Friday, August 25, 2017

A Not-so-Random Walk Through Hyperspace

Reporting on a first experiment with neural network technology (DL4J), applying feed forward neural networks (FFNN) for supervised learning of file types based on content fragments, exploring the hyperparameter space of domain and tooling.

Introduction


Artificial intelligence based on neural networks has a long history. However, up to a couple of years ago, success stories have been few and with limited impact.

Over the last few years, neural networks have demonstrated some impressive results, catching up with the long standing promise of performance at the level of human experts in different domains, and even taking us beyond. Interesting presentations in this context include Jeremy Howard's talk on the potential of deep learning and Demis Hassabis' talk on DeepMind and AlphaGo.

Due to these recent successes, neural network technology has gained a renewed interest. Today, different generic neural network platforms are available in the public domain, and a large community of enthusiasts is looking into the technology and its applications.

Time to join the community ...

Finding a Problem


With the solution at hand, we still have to find a problem. Data should be real life, easily available in large numbers, and categorised.

The problem we will be addressing will be using the file system, where the goal is to recognise the file type based on (a fragment of) the file content. We have a large number of files on the file system at hand, created by many different authors, and the bulk of them labelled correctly by the file extension.

The data set will consist of all files under a given root directory, using the following constraints:
  • Text files only, determined heuristically based on the content of the file. We will be using the function proposed by Ondra Žižka on stackoverflow for this purpose.
  • Excluding files with extension "txt", as these have strongly varied content.
  • Having at least 100 occurrences for a file type, to allow patterns to be detected.

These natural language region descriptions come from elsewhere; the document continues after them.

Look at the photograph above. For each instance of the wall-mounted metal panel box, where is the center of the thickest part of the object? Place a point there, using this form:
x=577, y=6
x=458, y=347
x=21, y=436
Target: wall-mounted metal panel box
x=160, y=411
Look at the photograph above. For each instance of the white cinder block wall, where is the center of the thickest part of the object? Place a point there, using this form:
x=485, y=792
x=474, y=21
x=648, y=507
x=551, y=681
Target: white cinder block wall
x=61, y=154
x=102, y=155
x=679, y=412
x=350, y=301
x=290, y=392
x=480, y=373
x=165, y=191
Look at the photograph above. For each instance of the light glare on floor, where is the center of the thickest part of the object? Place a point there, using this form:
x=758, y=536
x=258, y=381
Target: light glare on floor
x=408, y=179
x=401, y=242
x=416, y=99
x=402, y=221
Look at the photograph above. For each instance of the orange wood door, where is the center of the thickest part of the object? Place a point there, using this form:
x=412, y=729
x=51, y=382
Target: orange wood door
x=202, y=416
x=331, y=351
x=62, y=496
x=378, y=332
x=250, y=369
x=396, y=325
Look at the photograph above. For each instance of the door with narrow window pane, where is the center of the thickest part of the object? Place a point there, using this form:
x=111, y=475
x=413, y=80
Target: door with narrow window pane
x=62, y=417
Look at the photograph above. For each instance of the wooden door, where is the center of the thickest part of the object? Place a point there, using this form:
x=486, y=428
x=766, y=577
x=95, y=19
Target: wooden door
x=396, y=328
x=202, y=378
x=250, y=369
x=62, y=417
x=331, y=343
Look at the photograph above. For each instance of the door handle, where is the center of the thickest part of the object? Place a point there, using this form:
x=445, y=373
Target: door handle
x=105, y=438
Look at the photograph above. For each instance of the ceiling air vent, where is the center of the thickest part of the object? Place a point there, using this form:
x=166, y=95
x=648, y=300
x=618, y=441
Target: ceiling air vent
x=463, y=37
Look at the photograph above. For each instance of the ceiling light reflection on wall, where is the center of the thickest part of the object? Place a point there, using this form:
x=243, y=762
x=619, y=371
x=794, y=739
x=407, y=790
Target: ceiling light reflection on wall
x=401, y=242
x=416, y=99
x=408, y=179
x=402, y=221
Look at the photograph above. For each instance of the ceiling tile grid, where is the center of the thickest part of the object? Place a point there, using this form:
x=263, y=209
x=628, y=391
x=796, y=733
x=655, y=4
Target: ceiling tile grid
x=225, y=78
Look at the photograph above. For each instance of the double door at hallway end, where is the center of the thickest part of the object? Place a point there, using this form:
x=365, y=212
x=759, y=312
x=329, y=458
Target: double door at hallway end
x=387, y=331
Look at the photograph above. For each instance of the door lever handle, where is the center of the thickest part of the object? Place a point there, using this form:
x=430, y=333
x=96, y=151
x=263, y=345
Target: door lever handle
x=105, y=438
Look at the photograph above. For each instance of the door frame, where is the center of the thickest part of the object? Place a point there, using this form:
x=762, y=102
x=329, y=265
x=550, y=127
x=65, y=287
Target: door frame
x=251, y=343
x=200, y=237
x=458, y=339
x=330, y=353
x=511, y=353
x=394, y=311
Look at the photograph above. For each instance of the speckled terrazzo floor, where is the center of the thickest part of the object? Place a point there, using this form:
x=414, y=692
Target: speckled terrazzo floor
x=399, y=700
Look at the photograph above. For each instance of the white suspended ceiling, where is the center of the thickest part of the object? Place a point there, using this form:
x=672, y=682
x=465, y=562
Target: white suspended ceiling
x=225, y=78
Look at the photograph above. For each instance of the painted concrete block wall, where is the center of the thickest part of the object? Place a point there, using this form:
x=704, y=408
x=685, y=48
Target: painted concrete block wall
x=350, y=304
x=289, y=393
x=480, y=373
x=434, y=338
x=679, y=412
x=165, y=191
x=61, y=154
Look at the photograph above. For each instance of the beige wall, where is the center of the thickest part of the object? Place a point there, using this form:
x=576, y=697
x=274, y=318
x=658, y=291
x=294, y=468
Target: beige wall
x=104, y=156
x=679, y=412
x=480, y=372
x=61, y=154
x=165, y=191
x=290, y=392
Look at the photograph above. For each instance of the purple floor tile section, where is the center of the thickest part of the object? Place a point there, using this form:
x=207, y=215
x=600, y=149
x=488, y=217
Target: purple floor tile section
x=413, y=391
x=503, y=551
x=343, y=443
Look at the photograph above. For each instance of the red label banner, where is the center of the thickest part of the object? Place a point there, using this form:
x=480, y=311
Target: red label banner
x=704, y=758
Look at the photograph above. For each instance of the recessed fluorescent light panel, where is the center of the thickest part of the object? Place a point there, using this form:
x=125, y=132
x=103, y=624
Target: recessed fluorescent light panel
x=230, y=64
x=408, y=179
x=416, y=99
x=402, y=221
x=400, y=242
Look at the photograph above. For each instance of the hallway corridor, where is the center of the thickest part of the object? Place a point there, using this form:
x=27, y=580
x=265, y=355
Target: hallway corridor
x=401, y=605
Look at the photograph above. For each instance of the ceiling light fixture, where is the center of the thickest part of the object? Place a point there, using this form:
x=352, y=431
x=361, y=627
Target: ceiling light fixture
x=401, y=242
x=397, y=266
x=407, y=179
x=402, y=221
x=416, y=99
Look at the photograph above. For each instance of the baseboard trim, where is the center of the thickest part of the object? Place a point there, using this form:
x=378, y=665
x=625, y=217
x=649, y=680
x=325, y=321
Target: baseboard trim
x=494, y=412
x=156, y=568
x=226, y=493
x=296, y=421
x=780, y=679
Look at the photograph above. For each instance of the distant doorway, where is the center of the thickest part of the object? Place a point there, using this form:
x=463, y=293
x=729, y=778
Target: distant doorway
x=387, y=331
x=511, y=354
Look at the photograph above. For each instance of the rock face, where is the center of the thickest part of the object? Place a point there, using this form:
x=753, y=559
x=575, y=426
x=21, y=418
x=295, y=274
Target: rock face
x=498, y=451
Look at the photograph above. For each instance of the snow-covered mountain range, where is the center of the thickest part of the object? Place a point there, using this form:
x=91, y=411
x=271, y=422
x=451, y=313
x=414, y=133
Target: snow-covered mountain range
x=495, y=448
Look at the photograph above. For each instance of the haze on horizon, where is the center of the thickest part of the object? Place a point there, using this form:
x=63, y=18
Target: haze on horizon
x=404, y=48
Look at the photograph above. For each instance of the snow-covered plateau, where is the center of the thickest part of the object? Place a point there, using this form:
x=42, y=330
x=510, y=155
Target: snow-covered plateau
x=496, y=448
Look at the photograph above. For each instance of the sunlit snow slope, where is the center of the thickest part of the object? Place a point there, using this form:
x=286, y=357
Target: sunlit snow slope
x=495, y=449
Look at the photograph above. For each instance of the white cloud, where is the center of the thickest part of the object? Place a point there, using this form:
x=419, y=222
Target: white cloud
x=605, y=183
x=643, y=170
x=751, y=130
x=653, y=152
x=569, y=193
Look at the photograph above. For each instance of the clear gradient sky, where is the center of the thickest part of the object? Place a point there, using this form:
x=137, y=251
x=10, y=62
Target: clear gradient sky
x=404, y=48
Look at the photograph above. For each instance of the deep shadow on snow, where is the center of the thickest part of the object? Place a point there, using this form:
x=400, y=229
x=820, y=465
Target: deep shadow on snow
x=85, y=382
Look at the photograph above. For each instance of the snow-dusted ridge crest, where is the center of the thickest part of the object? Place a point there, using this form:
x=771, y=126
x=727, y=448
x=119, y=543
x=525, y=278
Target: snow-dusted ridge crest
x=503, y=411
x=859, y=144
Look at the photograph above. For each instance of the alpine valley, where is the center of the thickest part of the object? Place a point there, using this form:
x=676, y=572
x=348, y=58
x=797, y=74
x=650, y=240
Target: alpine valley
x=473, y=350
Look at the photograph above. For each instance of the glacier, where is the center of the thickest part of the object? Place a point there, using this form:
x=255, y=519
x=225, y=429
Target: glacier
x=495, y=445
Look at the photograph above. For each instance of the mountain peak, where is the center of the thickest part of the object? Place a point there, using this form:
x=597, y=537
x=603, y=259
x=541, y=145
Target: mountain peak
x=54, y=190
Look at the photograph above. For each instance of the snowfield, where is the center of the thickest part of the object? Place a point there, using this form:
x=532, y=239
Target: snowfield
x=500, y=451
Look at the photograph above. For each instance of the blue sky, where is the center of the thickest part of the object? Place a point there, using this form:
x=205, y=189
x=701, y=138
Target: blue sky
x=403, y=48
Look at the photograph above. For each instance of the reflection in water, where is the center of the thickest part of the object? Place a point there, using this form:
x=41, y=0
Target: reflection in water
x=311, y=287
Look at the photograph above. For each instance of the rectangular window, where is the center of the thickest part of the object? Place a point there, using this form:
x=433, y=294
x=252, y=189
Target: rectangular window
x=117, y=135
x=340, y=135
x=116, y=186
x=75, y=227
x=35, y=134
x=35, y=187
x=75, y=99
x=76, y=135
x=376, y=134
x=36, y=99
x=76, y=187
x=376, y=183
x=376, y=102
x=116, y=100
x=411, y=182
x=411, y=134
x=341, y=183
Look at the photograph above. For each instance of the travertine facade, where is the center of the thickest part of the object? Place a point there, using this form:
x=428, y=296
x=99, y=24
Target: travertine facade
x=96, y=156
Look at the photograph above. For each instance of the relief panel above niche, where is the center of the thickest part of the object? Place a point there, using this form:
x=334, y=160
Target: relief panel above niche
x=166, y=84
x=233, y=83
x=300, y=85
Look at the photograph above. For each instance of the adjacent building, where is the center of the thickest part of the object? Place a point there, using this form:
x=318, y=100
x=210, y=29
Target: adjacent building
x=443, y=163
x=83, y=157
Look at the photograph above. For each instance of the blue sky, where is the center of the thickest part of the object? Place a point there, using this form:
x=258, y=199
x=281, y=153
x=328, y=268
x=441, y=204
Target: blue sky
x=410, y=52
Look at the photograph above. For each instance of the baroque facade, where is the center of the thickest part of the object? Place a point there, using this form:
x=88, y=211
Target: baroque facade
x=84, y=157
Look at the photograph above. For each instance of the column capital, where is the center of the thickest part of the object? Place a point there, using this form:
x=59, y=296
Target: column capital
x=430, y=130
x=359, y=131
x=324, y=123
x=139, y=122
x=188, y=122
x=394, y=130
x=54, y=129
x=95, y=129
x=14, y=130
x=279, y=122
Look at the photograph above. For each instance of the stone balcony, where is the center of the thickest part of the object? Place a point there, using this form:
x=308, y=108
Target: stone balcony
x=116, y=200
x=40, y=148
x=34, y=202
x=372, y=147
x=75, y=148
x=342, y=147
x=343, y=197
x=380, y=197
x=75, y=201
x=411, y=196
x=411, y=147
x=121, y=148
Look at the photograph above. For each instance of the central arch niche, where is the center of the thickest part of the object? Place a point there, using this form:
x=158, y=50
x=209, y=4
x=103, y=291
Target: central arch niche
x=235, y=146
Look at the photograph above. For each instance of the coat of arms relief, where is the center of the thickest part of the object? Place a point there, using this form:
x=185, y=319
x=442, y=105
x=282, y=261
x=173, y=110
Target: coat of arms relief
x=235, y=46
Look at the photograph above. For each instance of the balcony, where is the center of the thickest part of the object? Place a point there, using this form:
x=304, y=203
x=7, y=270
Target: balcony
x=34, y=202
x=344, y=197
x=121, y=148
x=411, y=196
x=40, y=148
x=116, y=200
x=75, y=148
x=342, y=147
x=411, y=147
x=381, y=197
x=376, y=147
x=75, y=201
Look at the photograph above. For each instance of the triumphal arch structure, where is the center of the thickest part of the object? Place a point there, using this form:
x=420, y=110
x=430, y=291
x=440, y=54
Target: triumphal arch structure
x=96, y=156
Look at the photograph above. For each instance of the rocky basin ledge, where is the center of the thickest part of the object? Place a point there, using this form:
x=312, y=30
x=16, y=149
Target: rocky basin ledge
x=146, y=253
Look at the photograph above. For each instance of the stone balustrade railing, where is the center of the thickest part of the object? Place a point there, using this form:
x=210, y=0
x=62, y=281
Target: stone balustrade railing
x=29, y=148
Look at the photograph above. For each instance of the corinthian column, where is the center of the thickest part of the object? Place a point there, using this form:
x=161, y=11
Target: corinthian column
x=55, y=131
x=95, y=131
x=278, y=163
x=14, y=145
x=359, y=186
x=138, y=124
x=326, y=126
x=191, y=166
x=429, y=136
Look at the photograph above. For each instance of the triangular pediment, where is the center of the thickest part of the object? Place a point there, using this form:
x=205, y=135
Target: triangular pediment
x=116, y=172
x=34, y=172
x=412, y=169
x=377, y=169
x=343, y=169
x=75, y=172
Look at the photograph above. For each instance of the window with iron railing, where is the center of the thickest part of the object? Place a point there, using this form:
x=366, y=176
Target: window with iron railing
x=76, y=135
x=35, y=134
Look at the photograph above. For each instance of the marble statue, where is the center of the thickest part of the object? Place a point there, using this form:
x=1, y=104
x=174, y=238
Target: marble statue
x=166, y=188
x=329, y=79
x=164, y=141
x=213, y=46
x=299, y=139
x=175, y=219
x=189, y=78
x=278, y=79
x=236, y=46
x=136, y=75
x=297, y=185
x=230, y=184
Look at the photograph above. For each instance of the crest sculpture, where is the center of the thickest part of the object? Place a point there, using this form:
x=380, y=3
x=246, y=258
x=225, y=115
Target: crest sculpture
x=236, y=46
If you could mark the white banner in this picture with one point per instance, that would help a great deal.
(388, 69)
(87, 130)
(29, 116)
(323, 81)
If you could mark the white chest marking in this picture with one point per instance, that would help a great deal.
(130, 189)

This results in a collection of 50,665 files with 12 different extensions, distributed as


Note that the number of xml-files is 41,103, but the bar is clipped in favour of visibility of statistics for the other file types.

Performance Evaluation


The first parameter that comes to mind for evaluating the performance of a learning system is the accuracy of its output, defined as the ratio of the number of correct classifications over the total number of classifications. As explained in the Deep Learning and Neural Network Glossary and James Brownlee's post on Performance Measures, we can improve on the evaluation of performance of a neural network.

The results for a specific class during the test phase can be divided into:
  • True positives (TP): sample correctly accepted.
  • False positives (FP): sample incorrectly accepted.
  • True negatives (TN): sample correctly rejected.
  • False negatives (FN): sample incorrectly rejected.

Given these definitions, we can express the accuracy and introduce additional metrics of performance:
  • Accuracy: A = (TP+TN)/(TP+FP+TN+FN), how often is a classification correct ?
  • Precision: P = TP/(TP+FP), how often is the acceptance of a sample correct ?
  • Recall: R = TP/(TP+FN), how often is a sample in the class correctly classified ?
  • F1 Score: F1 = 2*P*R/(P+R), the harmonic mean of precision and recall.

We will track all four of these metrics, but we will use F1 as a metric for overall performance.

Selecting a Neural Network Topology


We will be using the DL4J system, because it is low entry and feature rich.

An important observation to determine the network topology is related to the type of problem we wish to solve. The Introduction to Deep Learning on DL4J briefly explains:
  • Classification as a learning process where the category is provided as part of the input, also referred to as supervised learning.
  • Clustering as a learning process where the category is not provided as part of the input, but should be discovered by the learning process, also referred to as unsupervised learning.
  • Predictive Analytics as a variant of either classification or clustering, where one of the elements in the sample data reflects the time dimension.

The problem we have chosen to solve clearly is a classification problem.

For this first attempt to get neural networks operational, we will focus on feed forward neural networks (FFNN) with multiple layers. See Feed Forwards Neural Network on Wikipedia for a general introduction. We borrow the illustration from the DL4J Introduction to Neural Networks:


For the FFNN, we will consider as hyperparameters the number of layers, the organisation of nodes into these layers, the learning speed and some more parameters explained below.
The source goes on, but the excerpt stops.